1日100万環で買われて、30回睦みあって、借金は2億7千万環まで減った。合法的に処理しても、3億環の借金、現世でいえば3億円の借金が残った。

京楽の出した提案に乗ったが、3億環までは遠いが、この調子なら卒業までに2億環の前半まではもっていけそうだった。

後は地道に稼いで返すか、死神家業をしながら夜を買ってもらうかだ。
借金がなくなれば、夜なんて買ってもらわなくていいから、普通に求め合うときに体をつなげればいい。

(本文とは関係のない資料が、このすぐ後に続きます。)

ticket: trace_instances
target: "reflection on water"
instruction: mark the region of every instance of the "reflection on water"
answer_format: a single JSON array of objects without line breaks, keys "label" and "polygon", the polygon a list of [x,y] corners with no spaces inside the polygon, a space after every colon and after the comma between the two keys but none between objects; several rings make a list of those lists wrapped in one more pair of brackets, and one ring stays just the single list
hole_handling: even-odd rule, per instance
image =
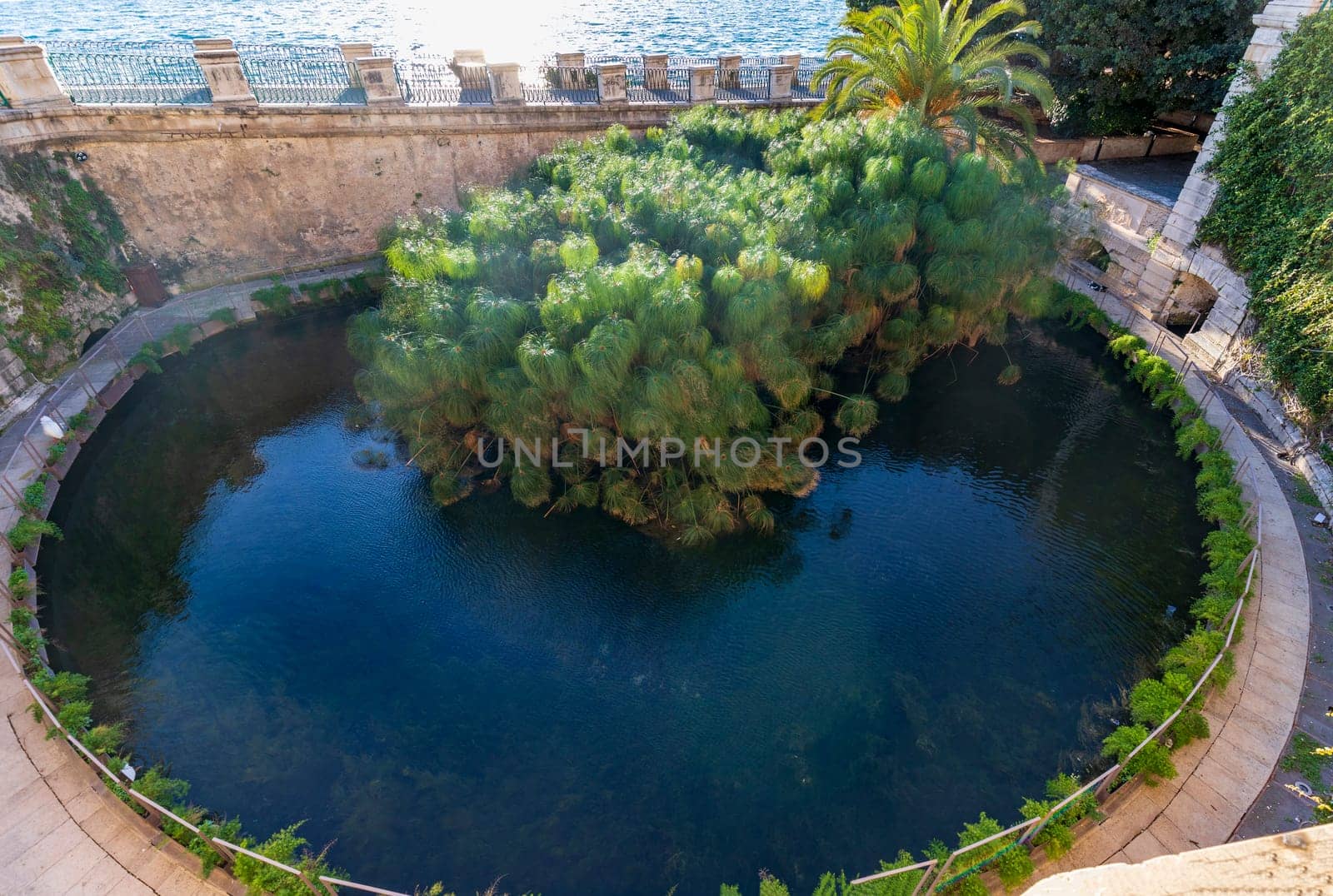
[{"label": "reflection on water", "polygon": [[228,333],[80,455],[44,619],[140,760],[383,887],[865,872],[1078,768],[1201,572],[1166,420],[1096,336],[1020,335],[1016,387],[936,359],[776,537],[678,551],[440,509],[352,461],[393,448],[344,425],[339,313]]}]

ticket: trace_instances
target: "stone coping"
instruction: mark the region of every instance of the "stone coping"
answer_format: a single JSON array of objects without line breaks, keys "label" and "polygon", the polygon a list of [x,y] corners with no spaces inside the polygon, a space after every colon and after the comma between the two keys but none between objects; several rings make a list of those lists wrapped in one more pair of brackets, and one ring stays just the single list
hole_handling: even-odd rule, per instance
[{"label": "stone coping", "polygon": [[[1112,319],[1126,321],[1149,345],[1162,337],[1160,325],[1110,293],[1088,292],[1084,280],[1066,276],[1070,288],[1085,292]],[[1181,344],[1168,333],[1156,352],[1186,371],[1185,388],[1202,403],[1210,385]],[[1156,787],[1136,787],[1065,856],[1042,863],[1033,883],[1074,868],[1138,863],[1226,843],[1268,783],[1296,721],[1310,617],[1296,520],[1273,471],[1225,404],[1214,397],[1204,416],[1224,433],[1237,464],[1245,464],[1244,496],[1264,527],[1257,584],[1242,612],[1242,637],[1232,648],[1236,675],[1225,691],[1214,689],[1204,707],[1210,736],[1173,755],[1180,775]]]},{"label": "stone coping", "polygon": [[[721,103],[722,108],[809,108],[810,101]],[[336,137],[428,133],[532,133],[631,131],[661,125],[693,107],[681,103],[616,105],[401,105],[401,107],[164,107],[75,105],[0,109],[0,147],[25,148],[65,140],[151,143],[192,137]]]}]

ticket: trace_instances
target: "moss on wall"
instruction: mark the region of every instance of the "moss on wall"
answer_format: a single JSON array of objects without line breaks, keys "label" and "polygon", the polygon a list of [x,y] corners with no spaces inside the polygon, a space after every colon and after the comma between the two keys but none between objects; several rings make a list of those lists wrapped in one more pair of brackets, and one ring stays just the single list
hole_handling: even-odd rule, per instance
[{"label": "moss on wall", "polygon": [[113,319],[128,289],[117,252],[125,225],[69,163],[27,152],[0,164],[0,324],[5,344],[37,375],[75,356],[80,331]]}]

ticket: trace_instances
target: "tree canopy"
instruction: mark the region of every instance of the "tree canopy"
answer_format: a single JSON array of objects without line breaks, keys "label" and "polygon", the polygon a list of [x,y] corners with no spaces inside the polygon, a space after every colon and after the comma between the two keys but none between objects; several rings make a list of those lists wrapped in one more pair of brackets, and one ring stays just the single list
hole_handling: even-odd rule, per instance
[{"label": "tree canopy", "polygon": [[[926,127],[1001,163],[1018,152],[1032,155],[1033,119],[1022,95],[1045,108],[1053,93],[1040,71],[1014,60],[1049,63],[1044,49],[1025,40],[1041,25],[1022,19],[1022,0],[996,0],[970,13],[972,0],[904,0],[848,12],[848,33],[829,41],[829,61],[814,75],[825,91],[816,113],[896,115],[906,108]],[[1001,21],[1010,16],[1020,21]]]},{"label": "tree canopy", "polygon": [[[543,157],[523,187],[399,223],[383,307],[351,331],[357,385],[443,503],[485,477],[532,507],[601,507],[686,543],[770,528],[762,495],[817,477],[770,437],[798,444],[825,415],[864,433],[922,357],[1004,341],[1010,313],[1042,311],[1045,179],[1017,175],[950,157],[912,115],[700,107],[641,143],[613,127]],[[840,395],[844,359],[865,385]],[[720,457],[617,467],[580,451],[663,436]],[[484,471],[499,437],[559,448]],[[740,437],[762,445],[758,463],[724,449]]]}]

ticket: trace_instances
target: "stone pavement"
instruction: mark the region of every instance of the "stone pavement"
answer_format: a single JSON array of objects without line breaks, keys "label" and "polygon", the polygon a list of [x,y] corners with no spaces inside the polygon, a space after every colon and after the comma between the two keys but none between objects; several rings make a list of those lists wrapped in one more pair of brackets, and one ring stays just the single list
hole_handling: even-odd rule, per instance
[{"label": "stone pavement", "polygon": [[[1073,277],[1069,285],[1081,289],[1084,283]],[[1157,341],[1162,332],[1157,324],[1114,296],[1090,295],[1149,345]],[[1174,339],[1165,340],[1157,353],[1177,369],[1188,361]],[[1206,400],[1202,376],[1190,372],[1185,385],[1197,401]],[[1233,645],[1236,676],[1225,691],[1208,699],[1204,716],[1212,736],[1174,753],[1180,775],[1157,787],[1140,785],[1117,800],[1105,821],[1085,832],[1060,860],[1040,867],[1034,880],[1226,843],[1268,783],[1292,731],[1305,676],[1310,613],[1296,521],[1273,471],[1220,397],[1208,401],[1205,417],[1226,435],[1226,449],[1245,465],[1245,499],[1258,508],[1264,525],[1258,584],[1242,613],[1241,639]]]},{"label": "stone pavement", "polygon": [[[284,283],[295,287],[347,277],[364,268],[360,263],[321,268],[285,277]],[[99,341],[101,351],[95,348],[0,433],[0,471],[23,489],[41,472],[23,445],[23,436],[32,429],[35,453],[45,455],[52,439],[31,424],[51,404],[67,417],[81,411],[88,401],[81,381],[103,391],[120,376],[120,359],[181,323],[197,324],[219,308],[232,308],[241,320],[252,319],[249,295],[268,284],[259,280],[215,287],[127,315]],[[53,485],[48,492],[55,491]],[[8,531],[17,513],[12,500],[0,495],[0,531]],[[9,571],[9,561],[0,560],[0,575],[8,579]],[[28,713],[31,703],[19,672],[0,656],[0,896],[245,892],[220,871],[201,880],[199,859],[117,800],[64,739],[47,740],[44,725]]]}]

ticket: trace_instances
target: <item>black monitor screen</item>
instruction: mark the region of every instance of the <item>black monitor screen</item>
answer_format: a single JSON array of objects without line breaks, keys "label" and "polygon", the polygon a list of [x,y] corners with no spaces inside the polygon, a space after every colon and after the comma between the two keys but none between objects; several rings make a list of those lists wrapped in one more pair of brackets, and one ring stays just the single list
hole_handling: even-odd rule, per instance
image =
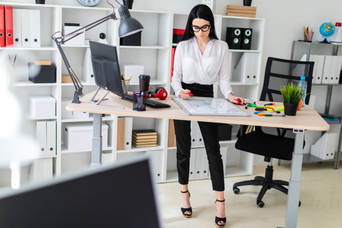
[{"label": "black monitor screen", "polygon": [[0,196],[0,227],[159,228],[144,157]]},{"label": "black monitor screen", "polygon": [[92,41],[89,43],[95,83],[123,98],[116,47]]}]

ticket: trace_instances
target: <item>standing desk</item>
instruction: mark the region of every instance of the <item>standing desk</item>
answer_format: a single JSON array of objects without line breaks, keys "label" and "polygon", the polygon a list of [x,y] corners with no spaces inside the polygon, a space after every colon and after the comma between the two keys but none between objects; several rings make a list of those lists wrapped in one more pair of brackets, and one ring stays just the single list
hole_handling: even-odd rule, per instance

今は買われているせいもあって、なんだか不思議な気分だ。京楽のことは好きだが、対等の立場じゃない気がして、ちょっと苦しい。

それを口にすると、京楽は困ったように笑って、抱きしめてきた。

「君を買うなんて、ただの口実だよ。借金なんて、ちゃらにしてもいい」

「だめだ。ちゃんと返す。働くか、もしくは夜を買ってもらって」

「君は変なところで頑固だね」

「恋人に、いつまでも借金しておくなんて、嫌だろう、普通。だからって、借金をなしにしてもらうには、あまりにも金額が多い」

「僕にとっては、そんなにとびぬけた額じゃないし、君のためならむしろ喜んで金なんて出すけどね」

「京楽、キスしろ」

「なんだい。どうしたの」

「お前とのキスは好きだ。んん・・・・・ふあっ」

咥内を舌でまさぐられて、声が漏れた。

「ふあ・・・・んっ・・・・」

舌を絡ませあいながら、唾液を飲み込む。

キスも深くなればなるほどに、何も考えられなくなる。

「んっ・・・・・」

浮竹は、緑の瞳を開いた。

そうだった。この色だった。

翡翠。

それが、君に送ってきた宝石であり、君の瞳の色の正体。

僕は君の瞳の色の名を知らないと思っていた。

本当は、初めから知っていたんだ。

君の瞳の色は翡翠。

翡翠。

それが、僕が知る君の瞳の色の名前。